Combattimenti per un’immagine. Si sono dipinti gli scenari terrificanti di un liberismo "selvaggio" che in Italia non abbiamo mai avuto; e quello "addomesticato" lo si è avvolto nelle lenzuolate del Bersani alla sua precedente reincarnazione. I banchieri internazionali ostentavano bonus stratosferici, a Siena si nascondevano i derivati. Quando la Thatcher vinse la prima delle sue tre elezioni, l’Inghilterra era il malato d’Europa, soffocata dai sindacati: in 10 anni persero 5 milioni di iscritti su 13. Berlusconi alla sua prima prova da premier, uscì da Palazzo Chigi per incontrare, e rassicurare, i minatori del Sulcis arrivati in Piazza Colonna. Oggi è l’Italia il malato d’Europa, ad avere un deficit di produttività: quello che erano le miniere di carbone per l’Inghilterra della Thatcher, è il pubblico impiego da noi, l’inefficienza della Pa, piombo nelle ali dello sparuto numero di aziende che lottano per restare a galla sui mercati.
Una battaglia in nome di un’idea. L’idea della Thatcher, quella con cui guarì l’Inghilterra, riguarda i limiti di quello che deve fare lo Stato e di quello che ha diritto di fare il cittadino. È ciò di cui tratta la prima parte della nostra Costituzione: basta nominarla e si ergono barricate ideologiche.

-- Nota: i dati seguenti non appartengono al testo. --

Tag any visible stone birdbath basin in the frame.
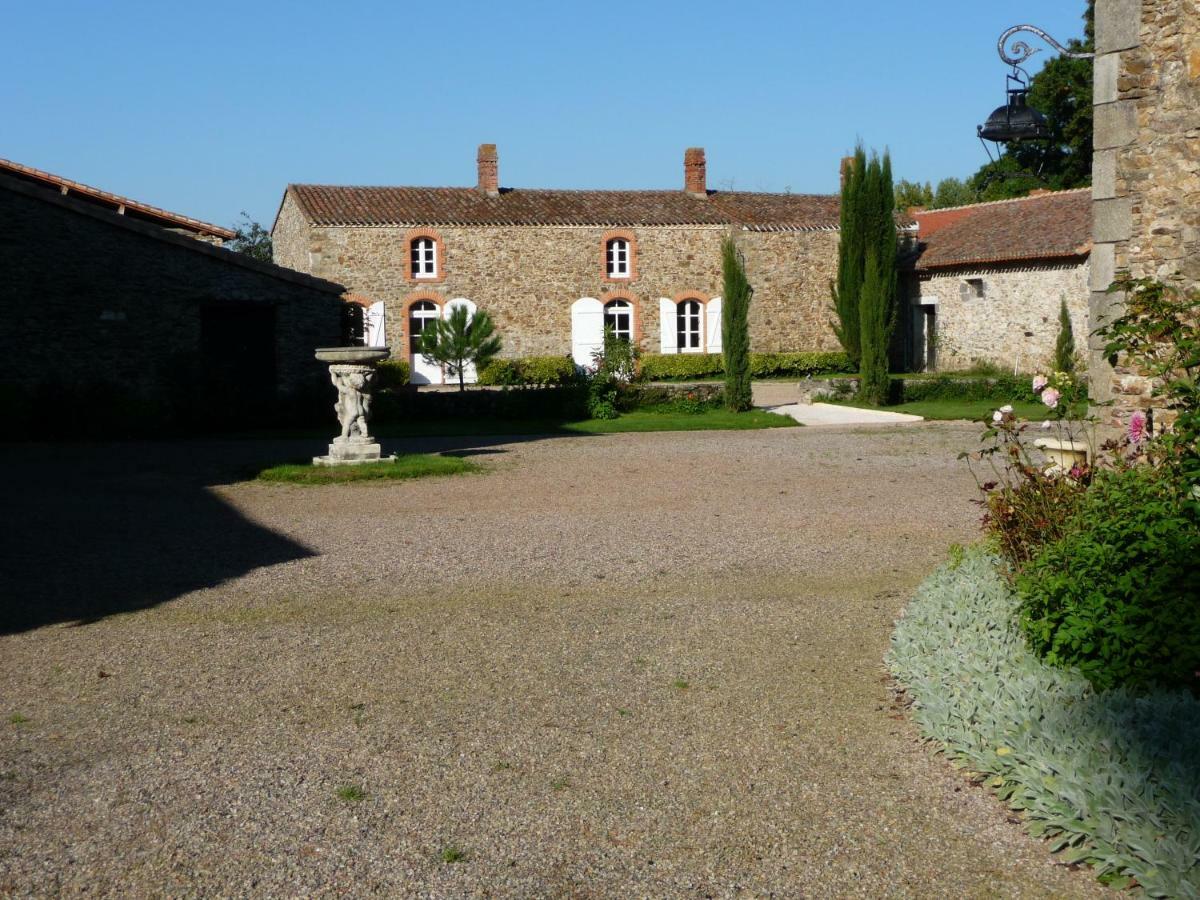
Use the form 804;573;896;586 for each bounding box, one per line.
312;347;395;466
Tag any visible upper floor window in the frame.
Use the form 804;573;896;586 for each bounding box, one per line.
676;300;704;353
409;238;438;278
607;238;630;278
604;299;634;343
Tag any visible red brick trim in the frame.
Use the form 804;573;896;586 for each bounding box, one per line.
400;290;446;348
600;228;637;284
404;228;446;284
600;290;642;347
674;290;713;353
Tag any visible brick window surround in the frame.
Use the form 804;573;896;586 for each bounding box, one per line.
600;228;637;284
400;290;446;345
403;228;446;284
600;292;642;347
674;290;708;353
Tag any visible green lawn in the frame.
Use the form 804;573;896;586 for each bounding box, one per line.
374;409;798;438
258;454;482;485
827;400;1087;421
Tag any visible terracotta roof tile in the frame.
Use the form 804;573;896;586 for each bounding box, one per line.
0;158;238;240
916;188;1092;271
288;185;839;230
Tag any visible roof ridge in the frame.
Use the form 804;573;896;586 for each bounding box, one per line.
0;157;238;240
913;187;1092;216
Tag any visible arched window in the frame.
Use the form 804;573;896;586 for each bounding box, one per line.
605;238;632;278
408;238;438;278
408;300;440;354
604;298;634;343
676;300;704;353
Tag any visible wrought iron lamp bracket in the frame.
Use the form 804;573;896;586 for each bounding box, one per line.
996;25;1096;67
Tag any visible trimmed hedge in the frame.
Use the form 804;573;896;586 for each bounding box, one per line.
642;352;853;382
887;550;1200;898
479;356;575;388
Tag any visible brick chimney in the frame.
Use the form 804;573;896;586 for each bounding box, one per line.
683;146;708;198
475;144;500;197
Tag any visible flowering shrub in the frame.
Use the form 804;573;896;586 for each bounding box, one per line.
960;372;1092;570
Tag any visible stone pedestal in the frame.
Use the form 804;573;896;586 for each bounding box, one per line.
312;434;396;466
312;347;396;466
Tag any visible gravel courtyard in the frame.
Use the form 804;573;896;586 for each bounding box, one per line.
0;424;1104;898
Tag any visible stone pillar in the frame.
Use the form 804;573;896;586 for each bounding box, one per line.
1088;0;1200;426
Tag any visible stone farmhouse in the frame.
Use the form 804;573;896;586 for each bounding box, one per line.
272;144;839;383
0;160;346;437
900;188;1092;372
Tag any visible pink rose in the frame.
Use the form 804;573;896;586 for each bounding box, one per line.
1129;409;1148;444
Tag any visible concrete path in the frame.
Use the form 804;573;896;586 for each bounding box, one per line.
770;403;925;425
0;434;1105;898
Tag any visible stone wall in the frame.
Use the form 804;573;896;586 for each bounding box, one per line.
914;262;1088;372
1091;0;1200;425
0;176;344;429
274;194;838;356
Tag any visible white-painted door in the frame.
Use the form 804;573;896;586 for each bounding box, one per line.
362;300;388;347
442;296;479;384
571;296;604;368
408;300;443;384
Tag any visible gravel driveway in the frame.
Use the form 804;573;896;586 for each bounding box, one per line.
0;425;1103;896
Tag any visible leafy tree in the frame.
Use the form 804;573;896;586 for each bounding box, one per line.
421;306;500;391
931;178;978;209
721;238;754;413
228;210;271;263
1054;298;1075;374
896;179;934;210
830;144;866;368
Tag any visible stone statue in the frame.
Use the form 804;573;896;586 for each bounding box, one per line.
329;366;374;440
312;347;395;466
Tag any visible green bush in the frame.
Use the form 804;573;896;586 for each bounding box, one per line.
376;359;413;390
1016;466;1200;690
642;353;725;382
642;352;853;382
479;356;575;388
887;550;1200;898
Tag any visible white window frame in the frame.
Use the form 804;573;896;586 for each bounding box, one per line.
408;238;438;278
676;298;704;353
604;296;634;343
605;238;634;278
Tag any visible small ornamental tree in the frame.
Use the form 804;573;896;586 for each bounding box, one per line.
1054;298;1075;374
421;306;500;391
721;238;754;413
229;210;272;263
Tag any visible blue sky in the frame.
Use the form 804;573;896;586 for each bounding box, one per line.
0;0;1085;232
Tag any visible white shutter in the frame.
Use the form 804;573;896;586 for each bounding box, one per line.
659;296;679;353
442;296;479;384
362;300;388;347
571;296;604;368
707;296;721;353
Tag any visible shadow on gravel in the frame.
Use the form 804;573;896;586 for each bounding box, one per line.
0;442;314;634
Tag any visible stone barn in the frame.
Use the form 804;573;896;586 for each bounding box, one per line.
898;188;1092;372
0;161;347;437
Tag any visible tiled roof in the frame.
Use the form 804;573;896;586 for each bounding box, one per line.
0;158;238;240
916;187;1092;271
288;185;839;230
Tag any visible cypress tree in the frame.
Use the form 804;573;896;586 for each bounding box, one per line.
830;144;866;368
859;154;896;404
721;238;754;413
1054;298;1075;374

A smantellare le difese delle rendite costruite dalle corporazioni, non bastano le accuse di chi le denuncia come caste: le une e le altre sono sullo stesso piano, il gioco è a somma zero, levare da una parte per dare a un’altra, va bene alla sinistra e alla destra. La lezione della Thatcher è che la battaglia la si vince solo spostandosi su un piano più alto, che consenta di abbracciare orizzonti più ampi e che questo richieda di fondarsi su terreni più solidi. Solo poggiando sulla fede nella libertà dell’uomo, si riesce a sviluppare un’idea diversa dei rapporti presenti e degli orizzonti futuri, a mostrare quanto sia miope la difesa della rendita e quanto riduttivo l’attacco al privilegio. L’efficienza è solo una conseguenza. Così anche le idee liberali uscirono dal loro recinto, e le riflessioni degli Hayek e dei Bruno Leoni (più noto in Inghilterra quest’ultimo che in Italia) divennero programma politico. La scommessa non era solo sulla tecnica del buon governare: ma sul carattere di una società fiera della sua libertà. Questo è quanto di Margaret Thatcher la politica italiana o non vuole perdonare o non ha il coraggio di riconoscere: la sua idea rigorosa dei rapporti tra le persone e lo Stato, la sua idea alta, non meschina, dei diritti del cittadino. Per la politica italiana prioritario sembra proteggere giardinetti e cortiletti delle proprie riserve elettorali: e quindi combattere l’idea che potrebbe svelarli per quello che sono. Lo si sa, non c’è cosa più pratica di una buona teoria.